After showing the student video, model 2 more examples on the whiteboard:
4 x 6 decomposed to (4 x 5) + (4 x 1) =
3 x 9 decomposed to (3 x 5) + (3 x 2) + (3 x 2) =
I use 2 or 3 different markers, in order to distinctly represent each parenthetical equation.
At the end of each example, I ask students to tell a partner:
- Something you understood that was new to you
- Something you almost understand, what else do you need to know to understand the idea?
- Something you find confusing. Why?
I listen to students' mini-conversations and then share out relevant/helpful/common questions or comments with the class. In the interest of keeping the lesson moving, it works better for me to paraphrase and insert appropriate math vocabulary when needed than to have individual students share out to the class as a whole.
I project problems onto the board and have most students copy it on their whiteboards. Again, I prepare several paper copies printed for students whose learning styles are best addressed by using a more durable medium.
As I go through each model, I note (when I could) on a copy of the study page if there are students who seem particularly confused. I write their initials next to the problem on which I note them struggling. That way I can make sure to check on those students first, when we get to the independent/peer practice.
The page is designed as gradual release, with the decomposition fully written out at the beginning, partially written out in the middle, and at the end I ask students to give me all the information. I wish I could print these in colors as it really seems to help some students keep track of the different steps of the process.
Some students decomposed facts into other facts that they don't know - for example, 9 broken down into 6 + 3, but they didn't know their 6 facts. Yes, I remind the student, these two numbers do add up to 9, but our goal is to break less familiar facts into 1, 2 and 5 because those are multiplication facts they all know by skip counting.
The independent practice is scaffolded in the same way as the guided practice was. Monitor the students to note if they've hit their learning threshold at a certain level. That way, instead of allowing it to go on to the frustration point, you can give them two more examples of the type of problem that is within their learning zone.
The objective is for students to practice, and to be successful at their work.

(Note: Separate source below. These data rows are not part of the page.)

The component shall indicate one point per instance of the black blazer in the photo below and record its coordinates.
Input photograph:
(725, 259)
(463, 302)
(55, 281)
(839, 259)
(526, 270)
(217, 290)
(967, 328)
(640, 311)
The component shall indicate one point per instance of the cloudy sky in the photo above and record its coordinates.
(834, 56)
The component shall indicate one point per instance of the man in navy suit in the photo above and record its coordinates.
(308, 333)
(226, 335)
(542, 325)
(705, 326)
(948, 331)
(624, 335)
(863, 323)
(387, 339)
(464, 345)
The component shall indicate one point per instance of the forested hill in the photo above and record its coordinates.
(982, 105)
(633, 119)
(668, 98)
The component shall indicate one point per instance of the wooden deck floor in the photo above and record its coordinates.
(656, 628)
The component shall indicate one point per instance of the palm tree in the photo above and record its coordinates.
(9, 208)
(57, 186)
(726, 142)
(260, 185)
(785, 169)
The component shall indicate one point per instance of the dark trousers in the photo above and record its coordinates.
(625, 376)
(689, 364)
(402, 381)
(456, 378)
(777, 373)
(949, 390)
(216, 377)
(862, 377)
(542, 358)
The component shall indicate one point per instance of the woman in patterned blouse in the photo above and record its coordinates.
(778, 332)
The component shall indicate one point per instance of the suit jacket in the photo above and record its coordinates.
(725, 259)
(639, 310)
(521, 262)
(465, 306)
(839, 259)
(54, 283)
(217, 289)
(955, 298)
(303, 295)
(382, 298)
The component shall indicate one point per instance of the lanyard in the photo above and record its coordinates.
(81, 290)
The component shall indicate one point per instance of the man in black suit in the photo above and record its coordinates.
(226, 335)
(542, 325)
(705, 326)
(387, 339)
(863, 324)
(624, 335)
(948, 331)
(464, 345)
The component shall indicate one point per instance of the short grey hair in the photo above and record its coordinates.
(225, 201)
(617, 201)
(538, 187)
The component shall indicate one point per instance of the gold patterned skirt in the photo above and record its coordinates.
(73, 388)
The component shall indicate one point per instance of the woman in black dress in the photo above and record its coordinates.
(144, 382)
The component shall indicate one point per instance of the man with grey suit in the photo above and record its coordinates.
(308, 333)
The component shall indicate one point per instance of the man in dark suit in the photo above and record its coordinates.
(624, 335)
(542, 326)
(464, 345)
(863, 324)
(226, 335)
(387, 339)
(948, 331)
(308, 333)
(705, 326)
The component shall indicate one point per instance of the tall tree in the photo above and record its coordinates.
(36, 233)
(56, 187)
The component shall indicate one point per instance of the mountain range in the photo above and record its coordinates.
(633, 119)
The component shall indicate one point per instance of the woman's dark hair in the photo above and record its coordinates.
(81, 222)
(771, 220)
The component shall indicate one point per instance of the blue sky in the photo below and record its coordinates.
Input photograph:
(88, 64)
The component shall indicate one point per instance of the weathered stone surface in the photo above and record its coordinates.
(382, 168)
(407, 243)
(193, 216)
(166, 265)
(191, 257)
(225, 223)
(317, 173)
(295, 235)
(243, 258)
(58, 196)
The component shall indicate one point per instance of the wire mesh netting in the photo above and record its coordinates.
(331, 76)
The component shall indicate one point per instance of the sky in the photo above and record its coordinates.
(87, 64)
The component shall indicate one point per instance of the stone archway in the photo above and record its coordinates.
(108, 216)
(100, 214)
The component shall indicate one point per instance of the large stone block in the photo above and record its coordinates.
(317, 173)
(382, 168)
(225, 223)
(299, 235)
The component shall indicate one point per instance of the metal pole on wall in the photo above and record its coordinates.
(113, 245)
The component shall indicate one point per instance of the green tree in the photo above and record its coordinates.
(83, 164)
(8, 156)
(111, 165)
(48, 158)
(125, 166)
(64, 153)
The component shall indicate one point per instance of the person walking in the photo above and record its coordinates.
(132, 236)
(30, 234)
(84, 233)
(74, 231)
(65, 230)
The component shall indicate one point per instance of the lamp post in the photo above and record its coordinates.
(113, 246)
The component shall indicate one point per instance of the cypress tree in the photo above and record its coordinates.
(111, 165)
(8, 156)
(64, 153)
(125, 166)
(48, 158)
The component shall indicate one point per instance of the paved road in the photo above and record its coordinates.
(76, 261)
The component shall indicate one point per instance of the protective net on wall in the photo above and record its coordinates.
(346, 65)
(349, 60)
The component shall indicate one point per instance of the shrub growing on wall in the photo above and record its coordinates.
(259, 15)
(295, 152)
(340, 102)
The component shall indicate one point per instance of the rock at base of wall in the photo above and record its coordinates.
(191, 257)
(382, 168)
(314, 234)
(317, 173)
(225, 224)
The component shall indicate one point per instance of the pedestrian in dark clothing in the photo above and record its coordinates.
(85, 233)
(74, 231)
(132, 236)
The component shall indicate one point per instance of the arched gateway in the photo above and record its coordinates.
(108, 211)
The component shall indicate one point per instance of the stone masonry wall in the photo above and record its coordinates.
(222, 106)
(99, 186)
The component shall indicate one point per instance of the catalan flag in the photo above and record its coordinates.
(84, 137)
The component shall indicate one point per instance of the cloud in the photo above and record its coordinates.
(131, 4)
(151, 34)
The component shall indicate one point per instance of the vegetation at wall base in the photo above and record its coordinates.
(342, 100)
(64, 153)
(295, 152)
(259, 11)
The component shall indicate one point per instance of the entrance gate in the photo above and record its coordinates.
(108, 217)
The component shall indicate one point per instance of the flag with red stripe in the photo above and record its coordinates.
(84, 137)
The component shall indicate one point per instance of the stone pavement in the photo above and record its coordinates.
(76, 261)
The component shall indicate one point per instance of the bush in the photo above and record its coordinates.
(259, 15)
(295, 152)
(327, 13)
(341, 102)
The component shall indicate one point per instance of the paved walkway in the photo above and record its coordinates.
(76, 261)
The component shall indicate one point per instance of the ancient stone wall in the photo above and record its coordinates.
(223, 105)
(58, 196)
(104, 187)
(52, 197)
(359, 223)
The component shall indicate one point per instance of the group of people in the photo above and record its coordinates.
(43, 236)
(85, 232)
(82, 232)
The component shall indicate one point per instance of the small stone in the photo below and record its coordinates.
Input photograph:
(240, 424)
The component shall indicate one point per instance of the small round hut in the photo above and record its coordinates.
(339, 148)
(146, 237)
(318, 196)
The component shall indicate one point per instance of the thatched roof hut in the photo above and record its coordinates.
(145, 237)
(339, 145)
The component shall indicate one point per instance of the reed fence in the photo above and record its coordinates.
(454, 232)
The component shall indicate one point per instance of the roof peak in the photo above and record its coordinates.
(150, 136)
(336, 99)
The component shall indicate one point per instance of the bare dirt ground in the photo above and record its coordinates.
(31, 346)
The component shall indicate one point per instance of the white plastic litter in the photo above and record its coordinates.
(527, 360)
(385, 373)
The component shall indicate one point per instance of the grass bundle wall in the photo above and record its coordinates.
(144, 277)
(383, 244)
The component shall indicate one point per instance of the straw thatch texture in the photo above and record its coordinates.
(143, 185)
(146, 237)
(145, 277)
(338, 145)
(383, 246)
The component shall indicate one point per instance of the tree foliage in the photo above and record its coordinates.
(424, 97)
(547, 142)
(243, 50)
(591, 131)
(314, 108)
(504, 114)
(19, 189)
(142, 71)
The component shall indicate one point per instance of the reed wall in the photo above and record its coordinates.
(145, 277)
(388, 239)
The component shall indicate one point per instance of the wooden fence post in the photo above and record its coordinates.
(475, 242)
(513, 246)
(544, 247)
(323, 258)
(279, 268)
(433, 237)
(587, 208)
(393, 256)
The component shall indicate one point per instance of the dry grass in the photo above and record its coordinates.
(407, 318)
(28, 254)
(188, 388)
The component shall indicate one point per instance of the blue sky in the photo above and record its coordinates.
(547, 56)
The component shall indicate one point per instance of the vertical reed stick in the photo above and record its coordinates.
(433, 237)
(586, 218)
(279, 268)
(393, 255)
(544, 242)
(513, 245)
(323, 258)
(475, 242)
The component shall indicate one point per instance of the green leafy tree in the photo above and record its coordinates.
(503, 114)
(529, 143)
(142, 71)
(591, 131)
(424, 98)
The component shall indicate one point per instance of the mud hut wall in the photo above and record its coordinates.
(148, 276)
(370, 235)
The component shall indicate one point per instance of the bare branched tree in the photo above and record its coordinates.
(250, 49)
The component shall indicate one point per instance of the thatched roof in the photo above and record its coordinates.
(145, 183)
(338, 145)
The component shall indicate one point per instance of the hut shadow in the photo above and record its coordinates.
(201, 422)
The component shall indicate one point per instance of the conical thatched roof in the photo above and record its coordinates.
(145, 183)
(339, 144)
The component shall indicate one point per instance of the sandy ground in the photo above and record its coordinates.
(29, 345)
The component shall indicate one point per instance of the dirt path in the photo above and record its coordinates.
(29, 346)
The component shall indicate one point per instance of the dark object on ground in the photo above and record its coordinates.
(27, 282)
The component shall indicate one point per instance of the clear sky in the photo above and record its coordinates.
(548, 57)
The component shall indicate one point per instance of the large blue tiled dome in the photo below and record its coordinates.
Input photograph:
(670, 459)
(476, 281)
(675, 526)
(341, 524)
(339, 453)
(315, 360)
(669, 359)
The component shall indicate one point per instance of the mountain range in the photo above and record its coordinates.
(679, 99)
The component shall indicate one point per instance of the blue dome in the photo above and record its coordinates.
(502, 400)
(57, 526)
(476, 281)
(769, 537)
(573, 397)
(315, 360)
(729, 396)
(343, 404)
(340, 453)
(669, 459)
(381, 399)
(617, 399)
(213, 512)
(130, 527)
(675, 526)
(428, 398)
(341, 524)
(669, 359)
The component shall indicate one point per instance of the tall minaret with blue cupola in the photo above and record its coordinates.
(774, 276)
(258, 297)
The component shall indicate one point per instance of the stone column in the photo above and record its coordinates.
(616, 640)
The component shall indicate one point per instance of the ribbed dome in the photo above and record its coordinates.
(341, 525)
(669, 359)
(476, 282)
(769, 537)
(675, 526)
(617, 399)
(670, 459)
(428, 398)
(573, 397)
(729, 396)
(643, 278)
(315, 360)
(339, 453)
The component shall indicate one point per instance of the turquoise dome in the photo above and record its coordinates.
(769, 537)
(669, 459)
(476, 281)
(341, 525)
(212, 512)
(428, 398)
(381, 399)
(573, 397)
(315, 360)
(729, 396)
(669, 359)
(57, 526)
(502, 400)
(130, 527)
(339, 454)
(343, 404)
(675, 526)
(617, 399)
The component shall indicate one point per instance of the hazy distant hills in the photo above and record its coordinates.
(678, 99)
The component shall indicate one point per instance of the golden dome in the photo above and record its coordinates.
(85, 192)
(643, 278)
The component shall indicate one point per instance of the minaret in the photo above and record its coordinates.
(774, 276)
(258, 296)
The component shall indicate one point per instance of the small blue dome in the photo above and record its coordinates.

Ask students about patterns they observed while using decomposed factors and the open number line to solve for the product of a multiplication equation. Guide them towards making observations about 5s (5 or 0 in the ones place - or, if your students flipped things around, two different digits repeat in AB pattern in the ones place), 2s (always an even number in ones place). If they make extensions to other patterns, support them! Some will be starting to connect patterns with 2s to patterns with 4s and 8s, for example.